2. Route Irish (1991)
Screenplay by Paul Laverty
Stream (109 minutes)
Loach bleakness rating: ★★★★★


I'm no expert on the topic but I think this must be my favorite film about the Iraq War. I particularly like that it deals with contracted mercenaries and security firms as prime loci of evil, due both to the lawlessness with which they conducted their operations and to the vast sums of money they secured in the process. Mark Womack plays Fergus, a former SAS trooper who has returned to his hometown of Liverpool after working with a private security firm in Iraq, a job he had taken because of its high pay, for which reason he also convinced his old friend Frankie (John Bishop) to do the same. Under investigation by local police and stuck in Liverpool without a passport, Fergus investigates the death of Frankie, who was reportedly ambushed while traveling along Route Irish, the stretch of highway between Baghdad and the Green Zone, referred to by the head of the security firm as "the most dangerous road in the world." With the help of his dead friend's past foresight, a key piece of evidence, Frankie's wife, and a translator, Fergus deduces that Frankie's growing discomfort with the acts he and his colleagues committed had been seen as a threat to the firm's future contracts, and that he was killed as part of a cover up.

Route Irish has the drab palette and sober brutality of a Michael Haneke film, and like Haneke's Caché examines effects of state-sponsored violence, both on its targets and on those who either commit it or benefit from the world it creates. Fergus winds up treating his own countrymen with the same ruthlessness that he did the "enemies" in Iraq, and eventually realizes that he has no humanity left in him. His entire existence, right down to his sparse sex life, is shot through with violence, both vengeful and used as punishment to assuage his own guilt — for the death of his friend and eventually (we hope) for the hundreds of thousands of others killed in Iraq. The film is totally bereft of levity (rare in Loach's work) and has some genuinely distressing scenes, but it succeeds in its willingness to face the very recent past with courage — the West's only option if it hopes to avoid a fate like Fergus'.

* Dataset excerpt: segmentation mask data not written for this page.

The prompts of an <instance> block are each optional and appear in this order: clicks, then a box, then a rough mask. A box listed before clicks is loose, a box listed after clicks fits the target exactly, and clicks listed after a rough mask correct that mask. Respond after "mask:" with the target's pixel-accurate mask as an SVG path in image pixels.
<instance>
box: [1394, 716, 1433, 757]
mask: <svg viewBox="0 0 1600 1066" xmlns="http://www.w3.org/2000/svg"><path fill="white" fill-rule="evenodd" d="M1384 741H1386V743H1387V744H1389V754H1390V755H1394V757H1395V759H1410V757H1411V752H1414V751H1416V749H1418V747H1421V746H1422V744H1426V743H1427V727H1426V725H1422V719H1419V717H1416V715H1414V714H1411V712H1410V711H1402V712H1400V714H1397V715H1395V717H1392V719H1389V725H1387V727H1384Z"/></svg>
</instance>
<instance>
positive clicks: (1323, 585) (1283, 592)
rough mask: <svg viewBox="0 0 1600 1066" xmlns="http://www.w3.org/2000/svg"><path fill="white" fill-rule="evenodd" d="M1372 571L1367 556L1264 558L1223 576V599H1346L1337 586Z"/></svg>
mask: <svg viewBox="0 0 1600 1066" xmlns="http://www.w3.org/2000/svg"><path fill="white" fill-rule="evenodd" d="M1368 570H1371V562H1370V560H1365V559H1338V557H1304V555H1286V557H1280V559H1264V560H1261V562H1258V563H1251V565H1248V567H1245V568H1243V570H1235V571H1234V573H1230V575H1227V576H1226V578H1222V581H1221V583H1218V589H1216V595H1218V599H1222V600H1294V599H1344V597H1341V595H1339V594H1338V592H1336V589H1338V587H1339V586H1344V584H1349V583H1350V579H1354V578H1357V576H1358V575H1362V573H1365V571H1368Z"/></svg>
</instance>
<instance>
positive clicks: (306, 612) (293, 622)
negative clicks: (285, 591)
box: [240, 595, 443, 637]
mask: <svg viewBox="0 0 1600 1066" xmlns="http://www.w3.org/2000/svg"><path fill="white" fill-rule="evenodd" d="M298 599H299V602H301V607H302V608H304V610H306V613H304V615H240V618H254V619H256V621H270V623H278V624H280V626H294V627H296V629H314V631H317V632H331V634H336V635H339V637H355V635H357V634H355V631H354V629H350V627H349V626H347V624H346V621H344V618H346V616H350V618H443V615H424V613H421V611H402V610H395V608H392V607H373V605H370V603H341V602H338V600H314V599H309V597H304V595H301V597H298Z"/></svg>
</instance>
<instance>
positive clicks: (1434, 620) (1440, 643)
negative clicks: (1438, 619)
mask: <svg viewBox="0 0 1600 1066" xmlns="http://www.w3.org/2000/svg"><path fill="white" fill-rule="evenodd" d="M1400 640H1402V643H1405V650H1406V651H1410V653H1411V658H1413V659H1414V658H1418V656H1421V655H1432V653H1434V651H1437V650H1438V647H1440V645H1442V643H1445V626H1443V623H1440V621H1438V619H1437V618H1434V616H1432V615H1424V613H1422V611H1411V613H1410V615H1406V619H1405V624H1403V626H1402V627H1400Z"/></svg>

1. The Wind That Shakes the Barley (2006)
Screenplay by Paul Laverty
Stream (126 minutes)
Loach bleakness rating: ★★★★


In a memorable scene from The Wind That Shakes the Barley, members of a small IRA column march into the hillside in order to executing their lifelong friend, a young man coerced by his employer into sharing information that would be used by the Black and Tans to arrest and torture members of the column. The sequence is cold, necessary, and righteous, like most of the revolutionary organization's acts depicted in the film and Loach's attitude toward the Irish War of Independence and the ensuing Civil War, and examines these three qualities of the events as they sunder a family.